Позавтракав традиционной бараниной с хлебом, медом и мятным чаем, мы так разнежились, что задремали под мерное успокаивающее жужжание шмелей. «Как же здорово, что комары сюда, на альпийские луга, уже не долетают, а то не было бы у нас этого счастья!» — думал я, погружаясь в сладкий дневной сон.
Проснулись мы, кажется, одновременно; я — от того, что сместившееся за время нашего сна солнце до невозможности раскалило мой ботинок. Проснулись и потянулись снова к бутербродам и остывшему уже чаю. Блаженство!

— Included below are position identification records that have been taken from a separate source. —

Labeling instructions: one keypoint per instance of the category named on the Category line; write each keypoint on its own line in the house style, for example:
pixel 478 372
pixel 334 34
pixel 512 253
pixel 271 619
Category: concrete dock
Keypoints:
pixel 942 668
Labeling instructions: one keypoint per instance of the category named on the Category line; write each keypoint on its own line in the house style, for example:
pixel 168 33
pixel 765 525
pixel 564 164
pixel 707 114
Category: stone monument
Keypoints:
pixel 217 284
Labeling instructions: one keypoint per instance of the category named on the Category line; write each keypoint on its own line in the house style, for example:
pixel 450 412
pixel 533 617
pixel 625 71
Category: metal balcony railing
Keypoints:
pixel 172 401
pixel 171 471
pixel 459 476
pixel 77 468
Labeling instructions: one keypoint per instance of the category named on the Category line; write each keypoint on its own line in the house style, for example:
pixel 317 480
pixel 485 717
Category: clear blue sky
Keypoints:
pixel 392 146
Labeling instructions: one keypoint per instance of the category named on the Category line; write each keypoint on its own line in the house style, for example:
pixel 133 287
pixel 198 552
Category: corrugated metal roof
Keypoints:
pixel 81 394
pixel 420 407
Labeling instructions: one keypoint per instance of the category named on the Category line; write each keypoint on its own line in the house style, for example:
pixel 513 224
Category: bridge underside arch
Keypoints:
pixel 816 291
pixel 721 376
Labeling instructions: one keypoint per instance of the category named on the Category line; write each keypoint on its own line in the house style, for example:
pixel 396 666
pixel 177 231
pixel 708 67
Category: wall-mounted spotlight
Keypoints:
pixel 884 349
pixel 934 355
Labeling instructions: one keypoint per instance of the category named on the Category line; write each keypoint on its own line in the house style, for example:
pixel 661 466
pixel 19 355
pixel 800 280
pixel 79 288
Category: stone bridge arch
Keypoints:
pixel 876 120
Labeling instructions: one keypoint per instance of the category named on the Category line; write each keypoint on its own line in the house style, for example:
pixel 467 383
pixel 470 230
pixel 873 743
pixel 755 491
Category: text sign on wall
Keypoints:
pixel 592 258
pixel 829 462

Вы можете подумать, дорогие читатели, что Блаво сотоварищи только и делают, что блаженствуют — едят да чаи гоняют, в баньке парятся да пейзажами любуются, по лесу гуляют да в озерах купаются. Но ведь мы бродим не просто так — мы привозим из экспедиций и знания, и артефакты. Я так подробно описываю наши радости, потому что без них экспедиция не была бы полной. Без великолепной баранины алтайских пастухов, меда дедушки Вахрамея, Мессингова падения в яму и потери ботинок, душистой бани Хранительницы, альпийского луга и много другого не свершились бы наши открытия. Почему? Потому что, во-первых, в мире все взаимосвязано, даже если мы не всегда это осознаем. Случайностей не бывает: я уверен в том, что, не провались Мессинг в яму, мы не пришли бы к Хранительнице. Но даже если не принимать во внимание единство вибраций всего во Вселенной, весь мой колоссальный полевой опыт показывает, что земля открывает свои тайны лишь тем, кто готов ее принять и полюбить, кто готов жить вместе с ней, тем, кто хочет настроить вибрации своего организма на энергию земли. Этот настрой как раз и создавали теплый хлеб и мед, и баранина на костре, и альпийский луг, и прочие радости, а также все многочисленные трудности нашей экспедиции.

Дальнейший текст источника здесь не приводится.